Nested data structures

ADQM/ClickHouse provides the Nested data type, which can be used to store and process nested data structures and can serve as an alternative to the Tuple and Array(Tuple) types. It allows modeling complex data structures without the need to create/store additional tables and use complex queries.

A nested data structure is a table inside a cell of the main table. Each row of the main table may correspond to any number of rows in the nested data structure.

Overview

To define a Nested column in a table, it is necessary to specify parameters of a nested structure — column names with corresponding data types.

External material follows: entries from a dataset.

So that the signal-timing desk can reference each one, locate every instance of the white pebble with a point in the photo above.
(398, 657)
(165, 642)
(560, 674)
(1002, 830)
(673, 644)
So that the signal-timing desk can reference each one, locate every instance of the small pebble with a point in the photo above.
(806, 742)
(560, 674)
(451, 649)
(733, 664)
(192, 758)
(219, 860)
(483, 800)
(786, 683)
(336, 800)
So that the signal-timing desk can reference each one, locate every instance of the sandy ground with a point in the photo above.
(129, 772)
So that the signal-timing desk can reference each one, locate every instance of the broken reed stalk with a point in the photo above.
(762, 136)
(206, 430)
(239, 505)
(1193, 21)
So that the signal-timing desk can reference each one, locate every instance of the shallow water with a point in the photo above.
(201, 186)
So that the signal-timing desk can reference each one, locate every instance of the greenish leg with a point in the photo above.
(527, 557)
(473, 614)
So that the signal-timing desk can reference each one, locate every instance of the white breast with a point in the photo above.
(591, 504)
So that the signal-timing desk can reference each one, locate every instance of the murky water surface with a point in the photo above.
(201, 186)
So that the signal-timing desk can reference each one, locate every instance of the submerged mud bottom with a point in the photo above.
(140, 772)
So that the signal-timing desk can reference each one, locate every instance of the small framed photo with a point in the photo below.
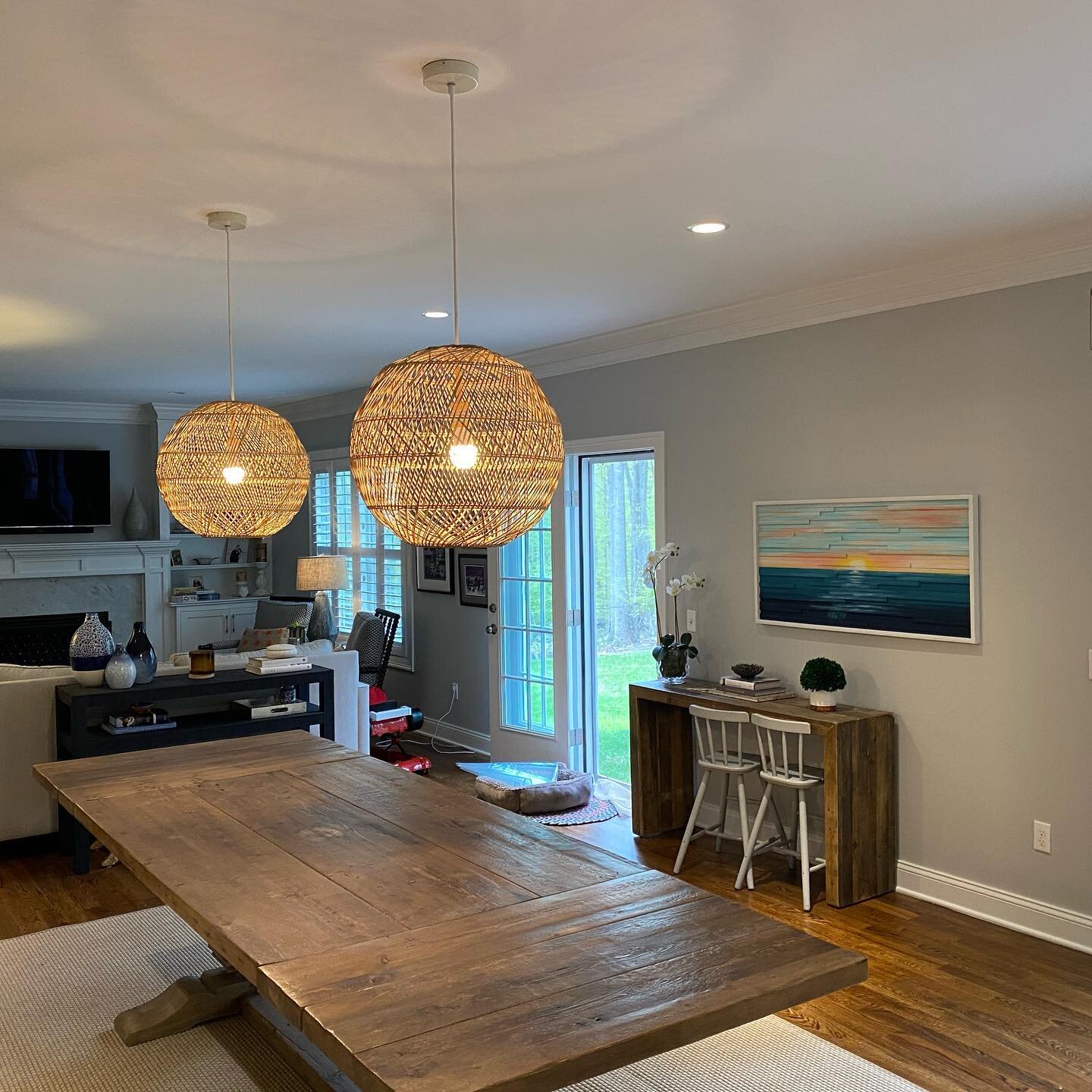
(237, 551)
(436, 570)
(473, 580)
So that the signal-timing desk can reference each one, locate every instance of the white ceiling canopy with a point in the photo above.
(842, 142)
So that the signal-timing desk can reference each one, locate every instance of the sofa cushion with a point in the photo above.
(255, 639)
(14, 673)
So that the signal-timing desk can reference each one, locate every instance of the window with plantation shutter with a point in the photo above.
(375, 557)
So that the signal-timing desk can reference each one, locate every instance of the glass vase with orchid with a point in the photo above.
(675, 650)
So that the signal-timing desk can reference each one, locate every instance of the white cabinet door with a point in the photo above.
(201, 627)
(241, 618)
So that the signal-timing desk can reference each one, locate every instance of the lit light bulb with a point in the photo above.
(463, 456)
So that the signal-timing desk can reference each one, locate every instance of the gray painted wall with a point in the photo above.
(988, 394)
(132, 464)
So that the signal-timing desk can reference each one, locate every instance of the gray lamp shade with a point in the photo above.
(322, 575)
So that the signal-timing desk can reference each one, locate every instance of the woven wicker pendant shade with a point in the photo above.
(417, 409)
(222, 435)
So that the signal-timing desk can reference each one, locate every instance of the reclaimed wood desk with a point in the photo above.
(860, 759)
(419, 938)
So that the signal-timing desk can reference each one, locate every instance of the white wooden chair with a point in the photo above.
(781, 771)
(720, 749)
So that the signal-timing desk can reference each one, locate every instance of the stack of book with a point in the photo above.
(267, 665)
(764, 688)
(191, 595)
(121, 724)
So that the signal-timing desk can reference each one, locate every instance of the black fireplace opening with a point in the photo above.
(41, 640)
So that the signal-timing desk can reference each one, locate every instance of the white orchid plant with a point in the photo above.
(677, 645)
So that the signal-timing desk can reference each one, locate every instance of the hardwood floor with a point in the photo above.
(952, 1004)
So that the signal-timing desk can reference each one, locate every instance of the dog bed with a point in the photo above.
(571, 789)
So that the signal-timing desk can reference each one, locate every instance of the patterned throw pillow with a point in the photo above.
(255, 639)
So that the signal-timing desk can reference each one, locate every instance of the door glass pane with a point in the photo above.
(620, 530)
(526, 632)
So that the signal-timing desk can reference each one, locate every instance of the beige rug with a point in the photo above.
(62, 987)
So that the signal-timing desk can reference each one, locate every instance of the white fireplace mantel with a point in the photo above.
(59, 560)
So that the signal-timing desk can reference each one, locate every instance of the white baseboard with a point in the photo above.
(454, 734)
(1056, 924)
(1018, 912)
(710, 814)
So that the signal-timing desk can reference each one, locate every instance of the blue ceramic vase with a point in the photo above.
(89, 651)
(143, 654)
(121, 672)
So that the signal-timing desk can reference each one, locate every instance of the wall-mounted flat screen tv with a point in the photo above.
(54, 488)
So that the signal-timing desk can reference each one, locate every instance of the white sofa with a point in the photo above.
(27, 731)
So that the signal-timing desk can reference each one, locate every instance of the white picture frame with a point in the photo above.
(942, 610)
(436, 569)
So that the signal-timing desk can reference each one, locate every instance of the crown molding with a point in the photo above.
(99, 413)
(946, 278)
(339, 404)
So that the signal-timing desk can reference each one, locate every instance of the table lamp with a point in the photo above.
(322, 575)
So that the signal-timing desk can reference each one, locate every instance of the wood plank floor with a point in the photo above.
(952, 1004)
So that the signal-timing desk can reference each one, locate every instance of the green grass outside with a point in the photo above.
(614, 672)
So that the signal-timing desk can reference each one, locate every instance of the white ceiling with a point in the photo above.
(840, 139)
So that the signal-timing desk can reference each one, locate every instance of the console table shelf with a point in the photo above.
(81, 711)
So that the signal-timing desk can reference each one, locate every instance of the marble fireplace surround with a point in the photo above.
(67, 566)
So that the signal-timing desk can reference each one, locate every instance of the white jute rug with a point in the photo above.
(61, 988)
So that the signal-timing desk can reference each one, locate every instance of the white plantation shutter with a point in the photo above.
(375, 556)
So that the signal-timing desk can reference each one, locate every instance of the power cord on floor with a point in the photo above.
(436, 727)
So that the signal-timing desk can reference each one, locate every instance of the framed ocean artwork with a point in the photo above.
(895, 566)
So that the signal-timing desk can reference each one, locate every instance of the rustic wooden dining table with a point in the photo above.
(421, 940)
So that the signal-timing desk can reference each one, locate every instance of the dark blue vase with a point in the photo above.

Below is an example of the CREATE TABLE query syntax for creating a table with a nested data structure in a column (for simplicity, the example uses short column names and specific data types):

CREATE TABLE test_table (
    a String,
    b UInt32,
    ...
    n Nested (
        c String,
        d Int64,
        ...
    )
)
ENGINE = MergeTree ORDER BY tuple();

To access columns of nested data structures, use the <nested_structure>.<nested_column> format in queries (where <nested_structure> is the name of the table’s Nested column and <nested_column> is the name of a column within the nested structure).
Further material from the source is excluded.